2. Pour oil into large non-stick or iron skillet and heat at medium high.
3. As oil begins to glisten, add onions and stir to coat onions with oil. Turn heat down to medium low or low depending on how your stove and skillet cook. You want the onions to be cooking but not getting black.
4. The onions now have to cook for about 25 minutes over low heat, stirring periodically to make sure they do not stick and burn. This will caramelize the onions, which means the sugars will start to brown. Use this time for some meditation. Contemplate life. Smell the aromas. Be patient. The following pictures show the progression you should see:
5. Place cooked onions into a food processor and give it a whirr to coarsely chop them. You will have about a 1/2 cup after cooking and chopping.

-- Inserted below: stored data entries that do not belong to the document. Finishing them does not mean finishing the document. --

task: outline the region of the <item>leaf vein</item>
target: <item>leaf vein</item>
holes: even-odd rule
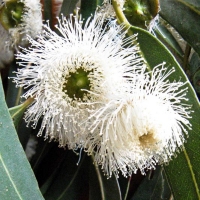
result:
[[[199,193],[199,187],[198,187],[198,184],[197,184],[197,180],[196,180],[196,177],[195,177],[195,174],[194,174],[194,171],[192,169],[192,165],[191,165],[191,162],[190,162],[190,158],[186,152],[186,150],[184,149],[183,150],[184,154],[185,154],[185,157],[186,157],[186,160],[188,162],[188,166],[189,166],[189,169],[190,169],[190,173],[192,175],[192,179],[193,179],[193,182],[194,182],[194,186],[195,186],[195,189],[196,189],[196,193],[197,193],[197,196],[198,196],[198,199],[200,200],[200,193]]]
[[[16,187],[14,181],[12,180],[12,178],[11,178],[11,176],[10,176],[10,173],[9,173],[9,171],[8,171],[8,169],[7,169],[7,167],[6,167],[5,163],[4,163],[4,161],[3,161],[3,158],[2,158],[2,156],[1,156],[1,154],[0,154],[0,161],[2,162],[2,165],[3,165],[3,167],[4,167],[5,171],[6,171],[6,174],[8,175],[8,178],[9,178],[10,182],[12,183],[13,188],[15,189],[15,192],[16,192],[17,195],[19,196],[19,199],[23,200],[23,198],[21,197],[21,195],[19,194],[19,192],[18,192],[18,190],[17,190],[17,187]]]
[[[188,8],[190,8],[193,12],[197,13],[198,15],[200,15],[200,11],[199,8],[196,8],[195,6],[193,6],[190,3],[187,3],[183,0],[178,0],[180,3],[182,3],[183,5],[187,6]]]

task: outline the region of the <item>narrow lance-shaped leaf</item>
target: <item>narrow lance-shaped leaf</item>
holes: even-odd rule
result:
[[[9,115],[0,79],[0,199],[43,199]]]
[[[183,57],[184,53],[171,32],[162,24],[158,24],[155,27],[154,33],[164,44],[169,45],[180,57]]]
[[[200,55],[200,3],[196,0],[161,0],[160,16],[170,23]]]

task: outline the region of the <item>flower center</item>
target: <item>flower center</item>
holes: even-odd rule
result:
[[[90,90],[90,80],[89,73],[91,71],[85,71],[83,68],[77,69],[77,71],[70,72],[68,76],[65,77],[65,82],[63,84],[63,92],[67,94],[72,99],[81,99],[87,95],[87,90]]]
[[[8,30],[22,22],[24,4],[19,1],[6,2],[0,9],[0,23]]]
[[[153,137],[153,133],[148,132],[139,137],[139,142],[143,148],[150,148],[156,144],[156,139]]]

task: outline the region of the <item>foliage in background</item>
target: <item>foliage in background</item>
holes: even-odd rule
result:
[[[139,19],[135,16],[137,12],[133,12],[131,17],[129,11],[135,7],[135,2],[150,2],[145,7],[150,12],[145,11]],[[134,21],[142,23],[155,16],[152,2],[157,8],[158,1],[129,1],[124,13],[133,25],[129,34],[138,34],[138,43],[149,68],[164,61],[176,69],[170,76],[171,81],[189,80],[187,98],[194,113],[185,149],[169,165],[147,171],[146,176],[138,172],[129,178],[120,174],[119,178],[107,179],[101,168],[93,164],[91,156],[79,150],[58,148],[57,143],[36,137],[39,126],[36,130],[26,127],[22,118],[29,102],[21,104],[22,89],[17,89],[8,79],[18,68],[14,60],[1,69],[0,199],[200,200],[200,1],[161,0],[159,20],[156,19],[151,34],[144,25],[139,27]],[[61,12],[69,16],[78,5],[86,19],[102,1],[43,0],[42,4],[43,18],[50,20],[53,29],[56,16]],[[119,23],[125,22],[120,14],[117,17]]]

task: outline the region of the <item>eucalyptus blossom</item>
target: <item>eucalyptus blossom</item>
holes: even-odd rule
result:
[[[161,64],[133,74],[115,98],[90,116],[87,151],[107,176],[130,176],[138,169],[145,174],[183,148],[192,111],[186,83],[169,81],[174,71]]]
[[[115,21],[105,24],[94,15],[85,24],[70,15],[56,26],[59,35],[44,25],[37,40],[29,37],[31,47],[17,54],[22,69],[14,78],[34,102],[25,114],[27,124],[38,135],[58,140],[60,146],[84,146],[90,113],[108,102],[125,77],[143,68],[136,36],[126,38],[123,26]],[[125,48],[126,47],[126,48]],[[30,64],[29,64],[30,63]]]

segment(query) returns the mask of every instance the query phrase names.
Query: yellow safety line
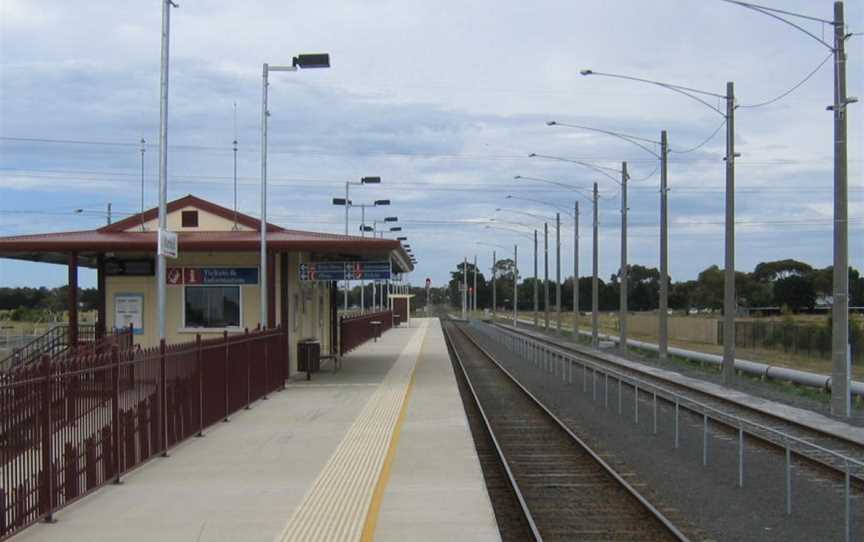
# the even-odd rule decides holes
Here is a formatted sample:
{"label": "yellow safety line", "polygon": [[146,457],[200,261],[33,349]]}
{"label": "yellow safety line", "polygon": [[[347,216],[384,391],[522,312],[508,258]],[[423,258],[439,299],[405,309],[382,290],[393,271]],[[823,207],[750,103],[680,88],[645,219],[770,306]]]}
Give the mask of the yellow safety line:
{"label": "yellow safety line", "polygon": [[393,460],[396,458],[396,449],[399,447],[399,436],[402,434],[402,424],[405,422],[405,415],[408,412],[411,392],[414,391],[414,373],[417,371],[417,366],[423,360],[423,352],[426,350],[426,339],[428,337],[429,333],[423,336],[423,344],[420,345],[420,354],[417,357],[417,363],[411,369],[411,379],[408,381],[405,397],[402,399],[402,408],[399,410],[399,417],[396,419],[396,425],[393,427],[393,436],[390,438],[390,446],[387,448],[387,454],[384,456],[384,464],[381,466],[378,482],[375,484],[375,491],[372,492],[369,511],[366,512],[366,521],[363,523],[363,534],[360,537],[361,542],[372,542],[375,539],[375,528],[378,526],[381,502],[384,500],[384,491],[387,489],[387,483],[390,481],[390,468],[393,465]]}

6. Mix onions, sour cream, and beef broth flavoring in a large bowl and stir. Note that the beef broth mix will give it a smokier onion soup flavor but it is not essential. if you don’t have any on hand, you can use only salt, pepper and paprika. You can also add herbs like oregano and thyme to liven it up. Use your imagination.
7. Now comes the hardest part: adding the salt and pepper. Add the spices a little at a time, take a taste, and see where you are. Add a smidge of paprika but not more than that. You will be surprised to find out that you will not need a lot of salt. Here is a hint. Instead of just randomly adding it to a recipe when it is called for, add it to your food after it is cooked, unless there is some specific reason to use salt (like in baking or in a spice rub). Salting your food at the finish will result in the use of a lot less salt because it is on top of your food for your taste buds to sense. I rarely add salt when I am cooking. I salt my food at the table.
8. Once you get the salt and pepper to where you want them, enjoy!